Analysis of binary images

Thresholding

Each pixel is set to 1 above a threshold and 0 below it. When processing an image, the foreground is usually set to 255 instead of 1, and the background to 0, so the pixels containing objects are white and the rest of the image is black. The result is a binary image that can be easily analysed. The threshold value is determined by the user, but there are algorithms to find it automatically (e.g. Otsu's method).

Adaptive Thresholding

If the intensity of the background is not uniform in the image, the adaptive (also called local) method may be more effective. Each pixel is given a unique threshold based on the weighted average of the intensities in its surroundings. This adaptive method is obviously much slower than the global method.

Area and center

When processing images, discrete operations are used instead of integration or derivation, since the function of an image is not continuous. In binary images, the area of the foreground is the number of white pixels, and the coordinates of its center are the average of the coordinates of white pixels on the two axes.

$ A = \displaystyle\sum_{y=1}^{H} \displaystyle\sum_{x=1}^{W} I(x,y) $

$ \bar{x} = \dfrac{1}{A} ⋅ \displaystyle\sum_{y=1}^{H} \displaystyle\sum_{x=1}^{W} x ⋅ I(x,y) $

$ \bar{y} = \dfrac{1}{A} ⋅ \displaystyle\sum_{y=1}^{H} \displaystyle\sum_{x=1}^{W} y ⋅ I(x,y) $

Orientation of an object: PCA

There are several methods to determine the orientation of an object in a binary image, one of which is the PCA algorithm (Principal Component Analysis). This is used to reduce the dimensions of multidimensional data in data science, but since the first principal component in a two-dimensional image is the orientation, it is also suitable for this simple task. Mathematically, the orientation angle is the angle of a line that passes through the center and the sum of the distances from the points of the object to the line is minimum.

Step 1: Offset points

The first step in PCA is to offset the points so that the origin of the new coordinate system is the center point, meaning that the coordinates of the center must be subtracted from the coordinates of each point.

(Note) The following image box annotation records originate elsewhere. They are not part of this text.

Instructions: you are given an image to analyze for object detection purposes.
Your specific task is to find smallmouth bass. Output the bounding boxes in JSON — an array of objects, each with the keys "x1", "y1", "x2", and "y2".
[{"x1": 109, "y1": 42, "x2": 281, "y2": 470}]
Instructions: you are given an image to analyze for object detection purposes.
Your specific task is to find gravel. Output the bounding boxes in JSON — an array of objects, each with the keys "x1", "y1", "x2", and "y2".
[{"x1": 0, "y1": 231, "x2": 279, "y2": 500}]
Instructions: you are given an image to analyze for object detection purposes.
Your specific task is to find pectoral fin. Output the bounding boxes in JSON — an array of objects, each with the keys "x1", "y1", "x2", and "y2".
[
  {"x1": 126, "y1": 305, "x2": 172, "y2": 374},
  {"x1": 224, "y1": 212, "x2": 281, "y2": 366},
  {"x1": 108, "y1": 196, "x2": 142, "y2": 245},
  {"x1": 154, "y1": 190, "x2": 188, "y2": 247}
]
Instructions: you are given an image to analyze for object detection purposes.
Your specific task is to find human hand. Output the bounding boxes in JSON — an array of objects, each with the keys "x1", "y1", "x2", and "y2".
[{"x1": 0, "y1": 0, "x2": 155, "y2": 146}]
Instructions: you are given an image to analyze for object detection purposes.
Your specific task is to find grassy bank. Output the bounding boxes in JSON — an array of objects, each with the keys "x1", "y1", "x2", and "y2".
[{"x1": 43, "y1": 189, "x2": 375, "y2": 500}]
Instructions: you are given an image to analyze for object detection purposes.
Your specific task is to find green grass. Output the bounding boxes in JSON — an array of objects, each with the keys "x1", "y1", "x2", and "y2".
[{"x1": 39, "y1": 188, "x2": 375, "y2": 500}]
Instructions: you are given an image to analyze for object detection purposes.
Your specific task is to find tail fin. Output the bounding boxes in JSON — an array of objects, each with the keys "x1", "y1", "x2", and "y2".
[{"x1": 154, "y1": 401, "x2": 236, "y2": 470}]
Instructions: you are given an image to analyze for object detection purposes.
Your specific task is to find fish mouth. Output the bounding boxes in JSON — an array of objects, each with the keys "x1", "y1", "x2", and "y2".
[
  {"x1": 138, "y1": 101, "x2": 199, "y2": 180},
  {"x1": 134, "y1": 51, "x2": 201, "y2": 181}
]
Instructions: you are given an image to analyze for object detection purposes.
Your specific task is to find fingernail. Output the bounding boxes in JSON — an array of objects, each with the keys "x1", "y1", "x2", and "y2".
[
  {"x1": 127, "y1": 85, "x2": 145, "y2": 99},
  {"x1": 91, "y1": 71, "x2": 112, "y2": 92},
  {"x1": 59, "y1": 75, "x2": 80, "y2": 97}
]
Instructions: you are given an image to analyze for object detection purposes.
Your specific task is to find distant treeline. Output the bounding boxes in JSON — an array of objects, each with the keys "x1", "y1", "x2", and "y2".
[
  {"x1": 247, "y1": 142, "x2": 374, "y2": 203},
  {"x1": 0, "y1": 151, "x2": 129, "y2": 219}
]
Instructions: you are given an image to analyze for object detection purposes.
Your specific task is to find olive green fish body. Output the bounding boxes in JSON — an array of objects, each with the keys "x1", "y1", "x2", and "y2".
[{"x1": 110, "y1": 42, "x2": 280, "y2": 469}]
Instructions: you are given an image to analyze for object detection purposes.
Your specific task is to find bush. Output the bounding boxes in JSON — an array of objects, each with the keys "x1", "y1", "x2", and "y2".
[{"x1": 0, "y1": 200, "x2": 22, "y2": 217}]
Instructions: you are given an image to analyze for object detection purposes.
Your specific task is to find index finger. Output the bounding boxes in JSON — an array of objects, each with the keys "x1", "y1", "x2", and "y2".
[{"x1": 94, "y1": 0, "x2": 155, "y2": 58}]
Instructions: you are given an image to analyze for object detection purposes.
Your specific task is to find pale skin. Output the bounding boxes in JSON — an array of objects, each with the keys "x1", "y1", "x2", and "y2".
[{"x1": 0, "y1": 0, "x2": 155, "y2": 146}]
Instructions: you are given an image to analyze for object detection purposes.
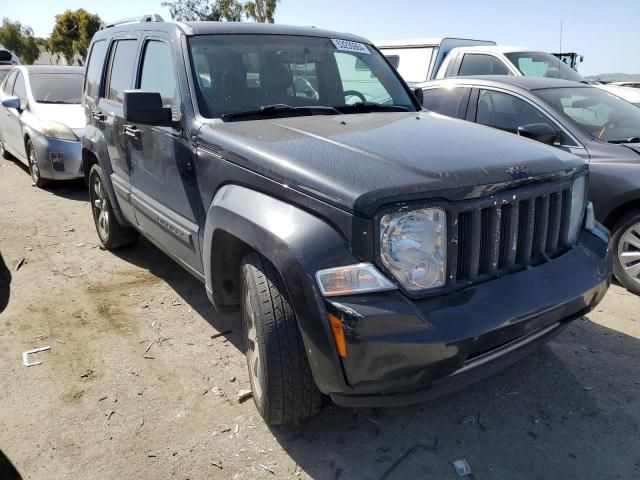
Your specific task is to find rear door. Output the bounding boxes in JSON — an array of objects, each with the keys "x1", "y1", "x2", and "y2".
[
  {"x1": 2, "y1": 70, "x2": 28, "y2": 160},
  {"x1": 124, "y1": 32, "x2": 204, "y2": 274},
  {"x1": 99, "y1": 34, "x2": 140, "y2": 216}
]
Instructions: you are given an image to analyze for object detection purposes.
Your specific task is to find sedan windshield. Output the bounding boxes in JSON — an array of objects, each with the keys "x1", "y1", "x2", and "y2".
[
  {"x1": 505, "y1": 52, "x2": 584, "y2": 82},
  {"x1": 189, "y1": 35, "x2": 416, "y2": 120},
  {"x1": 536, "y1": 86, "x2": 640, "y2": 143},
  {"x1": 29, "y1": 73, "x2": 83, "y2": 103}
]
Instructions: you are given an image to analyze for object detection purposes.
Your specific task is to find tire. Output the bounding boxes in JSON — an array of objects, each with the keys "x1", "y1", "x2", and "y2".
[
  {"x1": 611, "y1": 211, "x2": 640, "y2": 295},
  {"x1": 241, "y1": 253, "x2": 322, "y2": 425},
  {"x1": 26, "y1": 139, "x2": 49, "y2": 188},
  {"x1": 89, "y1": 165, "x2": 138, "y2": 250},
  {"x1": 0, "y1": 138, "x2": 13, "y2": 160}
]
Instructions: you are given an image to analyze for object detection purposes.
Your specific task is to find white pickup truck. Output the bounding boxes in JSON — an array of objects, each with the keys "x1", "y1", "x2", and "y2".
[{"x1": 376, "y1": 38, "x2": 584, "y2": 83}]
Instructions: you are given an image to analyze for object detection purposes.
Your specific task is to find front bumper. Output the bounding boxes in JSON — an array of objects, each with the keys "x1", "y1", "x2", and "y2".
[
  {"x1": 325, "y1": 228, "x2": 612, "y2": 407},
  {"x1": 32, "y1": 135, "x2": 84, "y2": 180}
]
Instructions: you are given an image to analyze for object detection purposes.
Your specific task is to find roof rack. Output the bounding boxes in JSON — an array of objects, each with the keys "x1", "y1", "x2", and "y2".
[{"x1": 100, "y1": 13, "x2": 164, "y2": 29}]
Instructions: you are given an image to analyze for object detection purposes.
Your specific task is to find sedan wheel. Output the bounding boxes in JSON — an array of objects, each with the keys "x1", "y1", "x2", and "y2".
[
  {"x1": 612, "y1": 212, "x2": 640, "y2": 294},
  {"x1": 27, "y1": 140, "x2": 49, "y2": 188}
]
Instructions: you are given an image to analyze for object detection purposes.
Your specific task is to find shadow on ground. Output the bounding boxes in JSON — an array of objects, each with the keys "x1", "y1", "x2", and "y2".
[
  {"x1": 0, "y1": 450, "x2": 22, "y2": 480},
  {"x1": 107, "y1": 239, "x2": 640, "y2": 480},
  {"x1": 112, "y1": 237, "x2": 244, "y2": 352},
  {"x1": 0, "y1": 252, "x2": 11, "y2": 316}
]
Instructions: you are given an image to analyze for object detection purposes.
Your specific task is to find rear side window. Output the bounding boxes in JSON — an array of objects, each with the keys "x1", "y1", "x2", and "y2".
[
  {"x1": 86, "y1": 40, "x2": 107, "y2": 98},
  {"x1": 106, "y1": 40, "x2": 138, "y2": 103},
  {"x1": 3, "y1": 70, "x2": 18, "y2": 95},
  {"x1": 458, "y1": 53, "x2": 511, "y2": 77},
  {"x1": 422, "y1": 87, "x2": 471, "y2": 118},
  {"x1": 13, "y1": 72, "x2": 27, "y2": 100},
  {"x1": 140, "y1": 40, "x2": 176, "y2": 107}
]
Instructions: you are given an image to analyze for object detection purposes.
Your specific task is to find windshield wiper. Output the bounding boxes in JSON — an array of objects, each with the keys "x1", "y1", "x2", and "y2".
[
  {"x1": 607, "y1": 137, "x2": 640, "y2": 143},
  {"x1": 220, "y1": 103, "x2": 342, "y2": 122},
  {"x1": 336, "y1": 102, "x2": 409, "y2": 112}
]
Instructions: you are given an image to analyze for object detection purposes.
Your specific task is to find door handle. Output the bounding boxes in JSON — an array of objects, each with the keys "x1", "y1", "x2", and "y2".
[{"x1": 122, "y1": 125, "x2": 140, "y2": 138}]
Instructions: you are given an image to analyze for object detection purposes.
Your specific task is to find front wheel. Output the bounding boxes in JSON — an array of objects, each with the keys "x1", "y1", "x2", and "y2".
[
  {"x1": 89, "y1": 165, "x2": 138, "y2": 250},
  {"x1": 26, "y1": 140, "x2": 49, "y2": 188},
  {"x1": 611, "y1": 211, "x2": 640, "y2": 295},
  {"x1": 241, "y1": 253, "x2": 322, "y2": 425}
]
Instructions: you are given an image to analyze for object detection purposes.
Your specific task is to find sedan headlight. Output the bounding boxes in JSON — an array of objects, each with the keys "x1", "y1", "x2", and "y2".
[
  {"x1": 380, "y1": 208, "x2": 447, "y2": 291},
  {"x1": 36, "y1": 120, "x2": 78, "y2": 142},
  {"x1": 569, "y1": 175, "x2": 587, "y2": 243}
]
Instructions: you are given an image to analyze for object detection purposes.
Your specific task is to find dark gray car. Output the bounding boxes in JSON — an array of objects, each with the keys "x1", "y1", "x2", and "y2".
[{"x1": 414, "y1": 76, "x2": 640, "y2": 293}]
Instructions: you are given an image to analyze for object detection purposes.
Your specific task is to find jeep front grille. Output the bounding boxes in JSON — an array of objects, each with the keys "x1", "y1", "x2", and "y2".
[{"x1": 447, "y1": 182, "x2": 571, "y2": 287}]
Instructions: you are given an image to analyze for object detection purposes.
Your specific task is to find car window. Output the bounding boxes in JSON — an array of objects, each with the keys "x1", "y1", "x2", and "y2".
[
  {"x1": 458, "y1": 53, "x2": 511, "y2": 77},
  {"x1": 422, "y1": 87, "x2": 470, "y2": 118},
  {"x1": 505, "y1": 52, "x2": 584, "y2": 82},
  {"x1": 13, "y1": 72, "x2": 27, "y2": 100},
  {"x1": 29, "y1": 73, "x2": 84, "y2": 104},
  {"x1": 382, "y1": 47, "x2": 434, "y2": 82},
  {"x1": 3, "y1": 70, "x2": 18, "y2": 95},
  {"x1": 139, "y1": 40, "x2": 176, "y2": 107},
  {"x1": 86, "y1": 40, "x2": 107, "y2": 98},
  {"x1": 537, "y1": 86, "x2": 640, "y2": 143},
  {"x1": 476, "y1": 90, "x2": 557, "y2": 133},
  {"x1": 333, "y1": 52, "x2": 393, "y2": 104},
  {"x1": 106, "y1": 40, "x2": 138, "y2": 103}
]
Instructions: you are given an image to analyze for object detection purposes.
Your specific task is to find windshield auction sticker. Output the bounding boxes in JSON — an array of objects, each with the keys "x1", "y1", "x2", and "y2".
[{"x1": 331, "y1": 38, "x2": 371, "y2": 55}]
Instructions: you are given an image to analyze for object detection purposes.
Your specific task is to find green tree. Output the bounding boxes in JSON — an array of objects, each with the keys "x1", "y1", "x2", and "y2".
[
  {"x1": 244, "y1": 0, "x2": 279, "y2": 23},
  {"x1": 161, "y1": 0, "x2": 244, "y2": 22},
  {"x1": 49, "y1": 8, "x2": 102, "y2": 65},
  {"x1": 0, "y1": 18, "x2": 40, "y2": 65}
]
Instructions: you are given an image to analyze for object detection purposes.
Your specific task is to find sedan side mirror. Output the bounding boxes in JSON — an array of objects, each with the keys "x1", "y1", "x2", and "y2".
[
  {"x1": 518, "y1": 123, "x2": 558, "y2": 145},
  {"x1": 413, "y1": 88, "x2": 424, "y2": 105},
  {"x1": 123, "y1": 90, "x2": 173, "y2": 127},
  {"x1": 2, "y1": 97, "x2": 22, "y2": 111}
]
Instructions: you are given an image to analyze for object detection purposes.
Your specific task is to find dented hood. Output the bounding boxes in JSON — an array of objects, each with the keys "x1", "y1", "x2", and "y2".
[{"x1": 198, "y1": 112, "x2": 584, "y2": 214}]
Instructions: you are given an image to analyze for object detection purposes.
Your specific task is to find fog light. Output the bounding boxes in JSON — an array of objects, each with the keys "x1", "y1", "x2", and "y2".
[{"x1": 51, "y1": 153, "x2": 64, "y2": 172}]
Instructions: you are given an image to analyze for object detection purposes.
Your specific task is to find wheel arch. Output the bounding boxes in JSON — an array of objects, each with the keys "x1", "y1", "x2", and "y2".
[{"x1": 203, "y1": 185, "x2": 358, "y2": 393}]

$ (2,3) \boldsymbol{\rightarrow} (-2,-1.6) $

$ (3,3) \boldsymbol{\rightarrow} (-1,-1.6) $

$ (4,4) \boldsymbol{\rightarrow} (0,-0.6) $

$ (5,5) \boldsymbol{\rightarrow} (1,0.4) $

$ (6;8) \boldsymbol{\rightarrow} (2,3.4) $

Step 2: Covariance matrix

On the diagonal of the covariance matrix is the variance of each dimension, and the other elements are the covariances of each pair of dimensions. The covariance of two sets of data indicates the strength of their linear relationship. The matrix therefore simply tries to capture the correlation between the dimensions in a dataset, for images, the size is 2×2.

$ C = \begin{pmatrix} Var(x') & Cov(x',y') \\ Cov(x',y') & Var(y') \end{pmatrix} $

$ Var(x') = \dfrac{1}{n} ⋅ \displaystyle\sum_{i=1}^{n} (x_i')^2 $

$ Var(y') = \dfrac{1}{n} ⋅ \displaystyle\sum_{i=1}^{n} (y_i')^2 $

$ Cov(x',y') = \dfrac{1}{n} ⋅ \displaystyle\sum_{i=1}^{n} x_i' ⋅ y_i' $

$ C = \begin{pmatrix} 2 & 2.4 \\ 2.4 & 3.44 \end{pmatrix} $

Step 3: Eigenvalues

When a vector and a matrix are multiplied together, the result is a new vector that may have undergone two changes from the original: a change in length and a change in direction. Given a matrix, if we are looking for a vector that will not change direction as a result of the multiplication, we are looking for the eigenvector of the matrix. In return, the eigenvector is the vector whose length changes the most. The eigenvalue tells us how much this change in length is. First, the eigenvalues must be calculated.

$ det(C - \lambda ⋅ I) = 0 $

$ I = \begin{pmatrix} 1 & 0 \\ 0 & 1 \end{pmatrix} $

$ det \begin{pmatrix} 2 - \lambda & 2.4 \\ 2.4 & 3.44 - \lambda \end{pmatrix} = 0 $

The formulas above will result in a quadratic equation, and the orientation angle can be calculated from the eigenvalue of the more significant eigenvector, which is the larger number of the two solutions.

$ \lambda_1 = 5.226 $

$ \lambda_2 = 0.214 $

Step 4: Orientation

Now that the eigenvalue is known, the corresponding eigenvector must be calculated. After substitution, the formula gives the first principal component (PC.1), but it is important that the eigenvector cannot be a zero vector. The first principal component, which is the eigenvector associated with the largest eigenvalue in the binary image, is the orientation vector of the object, from which the angle can be easily calculated. Knowing the size, center and the angle, a camera-equipped robot, for example, can confidently pick up objects.

$ (C - \lambda ⋅ I) ⋅ \vec{v} = 0 $

$ \begin{pmatrix} 2 - \lambda & 2.4 \\ 2.4 & 3.44 - \lambda \end{pmatrix} ⋅ \begin{pmatrix} v_1 \\ v_2 \end{pmatrix} = \begin{pmatrix} 0 \\ 0 \end{pmatrix} $

$ \begin{pmatrix} -3.226 & 2.4 \\ 2.4 & -1.786 \end{pmatrix} ⋅ \begin{pmatrix} v_1 \\ v_2 \end{pmatrix} = \begin{pmatrix} 0 \\ 0 \end{pmatrix} $

$ PC. 1 = \begin{pmatrix} 1 \\ 1.344 \end{pmatrix} $

$ \varphi = atan2(1.344, 1) = 53.35° $